I like to go running and instead of Richmond I decided to run to Teddington Lock, down to Kingston and then back along the other side of the river. I often run to music (see this post) and as a subscriber to a well-known music streaming service I get a curated list every Monday morning of music that they think I’ll like. Let’s say their choice is a developing relationship – I’m giving it time.
And so it was a track called ‘The Moth & The Flame’, by Les Deux Love Orchestra came on and as I listened to the lyrics it made me think about relationships and how we can end up chasing the flame. ‘The moth and the flame’ being a well-known metaphor for self-destructive behaviour.

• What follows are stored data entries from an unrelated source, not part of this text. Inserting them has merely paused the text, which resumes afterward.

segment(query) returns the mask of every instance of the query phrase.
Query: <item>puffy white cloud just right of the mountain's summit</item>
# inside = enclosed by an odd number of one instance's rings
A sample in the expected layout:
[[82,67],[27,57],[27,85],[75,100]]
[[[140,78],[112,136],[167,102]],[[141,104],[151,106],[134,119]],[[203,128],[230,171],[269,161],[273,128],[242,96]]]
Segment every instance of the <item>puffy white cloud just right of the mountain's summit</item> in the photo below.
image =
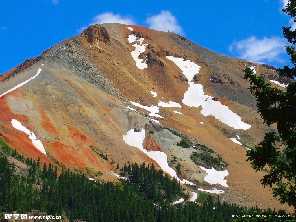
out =
[[170,14],[169,11],[161,11],[158,15],[148,17],[146,22],[149,24],[149,28],[158,31],[169,30],[170,32],[184,34],[184,31],[178,24],[176,17]]

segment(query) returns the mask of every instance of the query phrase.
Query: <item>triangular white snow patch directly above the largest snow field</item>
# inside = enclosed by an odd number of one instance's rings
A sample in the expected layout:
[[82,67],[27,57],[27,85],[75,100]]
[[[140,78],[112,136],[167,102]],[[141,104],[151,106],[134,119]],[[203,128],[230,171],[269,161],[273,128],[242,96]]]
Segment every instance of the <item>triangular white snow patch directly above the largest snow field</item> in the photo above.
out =
[[200,66],[195,64],[194,62],[190,62],[190,60],[184,61],[183,58],[173,56],[166,57],[173,61],[183,71],[183,75],[186,76],[189,82],[193,79],[194,75],[197,74],[200,70]]

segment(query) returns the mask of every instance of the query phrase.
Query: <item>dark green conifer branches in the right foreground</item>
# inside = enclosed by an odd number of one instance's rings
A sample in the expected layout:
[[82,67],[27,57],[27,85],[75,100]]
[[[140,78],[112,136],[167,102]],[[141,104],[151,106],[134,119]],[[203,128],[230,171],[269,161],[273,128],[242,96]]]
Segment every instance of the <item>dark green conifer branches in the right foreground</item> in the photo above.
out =
[[[296,2],[289,0],[288,6],[283,9],[296,22]],[[282,27],[284,37],[292,46],[286,46],[290,61],[289,65],[278,69],[279,77],[294,78],[296,76],[296,31],[291,27]],[[258,113],[267,126],[276,123],[277,132],[265,134],[262,142],[254,149],[247,151],[248,159],[258,171],[265,165],[271,169],[263,176],[261,184],[272,188],[274,197],[279,197],[281,204],[293,206],[296,214],[296,185],[290,182],[296,176],[296,82],[288,85],[287,90],[275,89],[264,81],[262,76],[256,76],[252,70],[246,68],[245,79],[250,79],[250,92],[256,97]],[[279,144],[283,144],[281,150]]]

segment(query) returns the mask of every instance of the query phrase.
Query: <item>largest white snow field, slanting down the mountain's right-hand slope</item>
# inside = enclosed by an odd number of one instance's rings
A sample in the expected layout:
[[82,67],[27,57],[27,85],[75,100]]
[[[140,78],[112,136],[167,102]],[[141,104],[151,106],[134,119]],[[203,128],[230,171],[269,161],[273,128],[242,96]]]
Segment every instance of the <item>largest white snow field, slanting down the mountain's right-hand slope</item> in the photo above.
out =
[[208,96],[204,93],[202,84],[190,82],[182,102],[190,107],[202,106],[202,110],[200,111],[202,115],[212,115],[222,123],[234,129],[247,130],[251,127],[251,125],[242,122],[241,118],[236,113],[232,112],[228,106],[224,106],[220,102],[212,99],[212,96]]

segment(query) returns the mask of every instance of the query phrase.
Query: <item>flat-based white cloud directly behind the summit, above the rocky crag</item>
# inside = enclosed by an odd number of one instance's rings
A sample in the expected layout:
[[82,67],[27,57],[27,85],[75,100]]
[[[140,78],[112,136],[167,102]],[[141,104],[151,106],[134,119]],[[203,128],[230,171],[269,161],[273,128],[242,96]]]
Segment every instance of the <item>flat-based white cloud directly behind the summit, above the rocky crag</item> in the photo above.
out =
[[113,12],[105,12],[99,15],[96,15],[93,19],[93,22],[89,25],[95,25],[95,24],[103,24],[108,22],[114,22],[114,23],[120,23],[125,25],[134,25],[135,22],[132,19],[124,18],[122,16],[114,15]]

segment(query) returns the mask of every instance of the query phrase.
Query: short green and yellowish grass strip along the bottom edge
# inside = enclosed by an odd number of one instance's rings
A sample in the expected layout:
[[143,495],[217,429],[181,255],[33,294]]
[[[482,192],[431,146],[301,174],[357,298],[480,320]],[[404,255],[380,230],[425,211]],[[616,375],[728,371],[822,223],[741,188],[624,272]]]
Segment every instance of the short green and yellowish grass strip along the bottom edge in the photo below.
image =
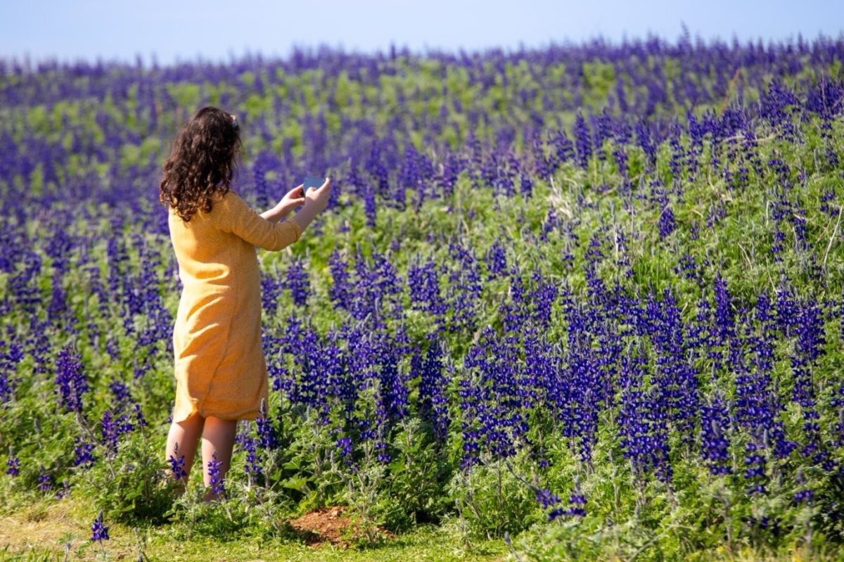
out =
[[[506,544],[501,540],[473,541],[464,544],[456,527],[419,526],[413,532],[398,535],[367,547],[334,546],[322,543],[309,546],[299,538],[262,538],[245,536],[219,539],[193,535],[184,539],[183,525],[127,527],[118,523],[109,527],[109,540],[92,543],[91,522],[95,512],[87,500],[66,498],[41,500],[0,516],[0,560],[137,560],[143,554],[149,560],[169,562],[209,562],[212,560],[302,560],[328,562],[349,560],[437,560],[448,562],[504,560]],[[137,530],[136,530],[137,529]],[[144,540],[145,539],[145,540]],[[69,546],[68,546],[69,545]],[[67,554],[67,558],[65,558]]]

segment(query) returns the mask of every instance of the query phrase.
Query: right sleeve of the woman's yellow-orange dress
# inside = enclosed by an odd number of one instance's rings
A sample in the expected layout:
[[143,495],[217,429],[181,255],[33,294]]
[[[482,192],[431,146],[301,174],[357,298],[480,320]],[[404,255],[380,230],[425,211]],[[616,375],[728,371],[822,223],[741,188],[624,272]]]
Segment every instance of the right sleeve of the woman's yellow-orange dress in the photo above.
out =
[[283,250],[302,235],[293,219],[273,223],[256,213],[235,192],[228,192],[220,203],[219,228],[240,236],[254,246],[269,251]]

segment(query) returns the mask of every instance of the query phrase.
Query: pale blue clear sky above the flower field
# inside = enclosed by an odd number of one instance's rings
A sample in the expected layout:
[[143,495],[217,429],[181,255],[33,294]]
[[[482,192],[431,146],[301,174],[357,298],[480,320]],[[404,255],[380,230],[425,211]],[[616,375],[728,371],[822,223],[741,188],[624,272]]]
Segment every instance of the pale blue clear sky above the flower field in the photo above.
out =
[[844,33],[844,2],[825,0],[7,0],[0,58],[227,62],[246,54],[286,57],[295,46],[389,51],[391,45],[483,51],[544,47],[597,37],[658,35],[685,25],[705,41],[796,41]]

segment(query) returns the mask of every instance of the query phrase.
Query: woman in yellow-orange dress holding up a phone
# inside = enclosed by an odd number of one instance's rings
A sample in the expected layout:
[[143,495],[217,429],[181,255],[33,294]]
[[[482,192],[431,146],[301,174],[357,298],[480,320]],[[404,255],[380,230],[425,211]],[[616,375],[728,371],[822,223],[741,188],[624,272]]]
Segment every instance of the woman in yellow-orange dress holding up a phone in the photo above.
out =
[[[197,111],[173,143],[160,182],[183,285],[173,328],[176,403],[166,450],[168,472],[181,479],[182,489],[200,435],[208,487],[209,467],[219,467],[220,481],[229,469],[237,421],[257,418],[262,401],[268,403],[256,246],[279,251],[299,240],[331,195],[330,179],[307,192],[296,186],[257,214],[230,191],[242,146],[238,129],[235,116],[216,107]],[[205,500],[219,495],[209,490]]]

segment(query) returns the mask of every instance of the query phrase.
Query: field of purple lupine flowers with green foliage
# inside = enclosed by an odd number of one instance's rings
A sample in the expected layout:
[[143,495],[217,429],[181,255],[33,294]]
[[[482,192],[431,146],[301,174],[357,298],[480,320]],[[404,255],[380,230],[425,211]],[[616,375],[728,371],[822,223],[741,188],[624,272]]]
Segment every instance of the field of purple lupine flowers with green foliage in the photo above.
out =
[[[832,557],[842,80],[824,37],[0,60],[0,493],[88,499],[100,542],[347,505],[369,538],[448,523],[521,560]],[[164,478],[157,202],[203,105],[241,119],[256,208],[335,183],[258,254],[271,398],[210,506]]]

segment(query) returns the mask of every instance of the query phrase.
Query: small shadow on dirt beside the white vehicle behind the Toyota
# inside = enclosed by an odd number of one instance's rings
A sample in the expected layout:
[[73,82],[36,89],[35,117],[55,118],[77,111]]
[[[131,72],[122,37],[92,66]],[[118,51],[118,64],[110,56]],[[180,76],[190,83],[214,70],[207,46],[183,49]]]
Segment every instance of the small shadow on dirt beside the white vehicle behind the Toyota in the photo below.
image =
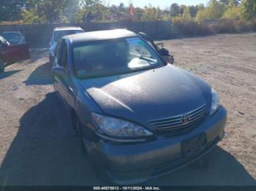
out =
[[52,68],[50,63],[43,63],[35,69],[28,79],[26,79],[26,85],[51,85],[53,84],[53,74],[50,71]]

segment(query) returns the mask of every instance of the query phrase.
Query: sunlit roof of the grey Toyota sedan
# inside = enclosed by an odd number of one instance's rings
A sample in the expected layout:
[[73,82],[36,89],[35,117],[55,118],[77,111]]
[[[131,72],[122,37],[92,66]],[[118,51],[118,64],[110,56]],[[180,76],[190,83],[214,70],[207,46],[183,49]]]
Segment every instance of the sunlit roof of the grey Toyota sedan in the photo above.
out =
[[132,31],[128,31],[127,29],[115,29],[108,31],[92,31],[81,34],[71,34],[68,36],[64,36],[63,39],[67,39],[71,44],[79,43],[79,42],[92,42],[99,40],[107,40],[107,39],[118,39],[125,38],[131,36],[138,36]]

We can find ourselves in relationships that aren’t helpful, or worse, are bad for us. Why are we attracted to these relationships? Is it because the flame burns so brightly that makes the heat and light so attractive? Perhaps we know or at least sense that on some level that the relationship isn’t ‘right’, or that it won’t provide us with what we truly need. But we go ahead despite this knowledge. Why? I believe there are many reasons why we go ahead. Perhaps we don’t feel we deserve a healthy relationship that is based on mutual trust and respect. Or we are scared that if we don’t return the interest somebody has shown in us we won’t get another opportunity. We fear being alone. And even if at the beginning it all seems great so often we begin to see behaviours, in ourselves and in others that we don’t like, or don’t make us happy and yet we accept them, or excuse them. The truth is our most important relationship is with ourselves and that’s the relationship we need to address and work on. Until we can truly accept and love ourselves then we might find it all too easy to be drawn to the immediacy and heat of the flame, and yet another instance of where we find ourselves burned by the experience.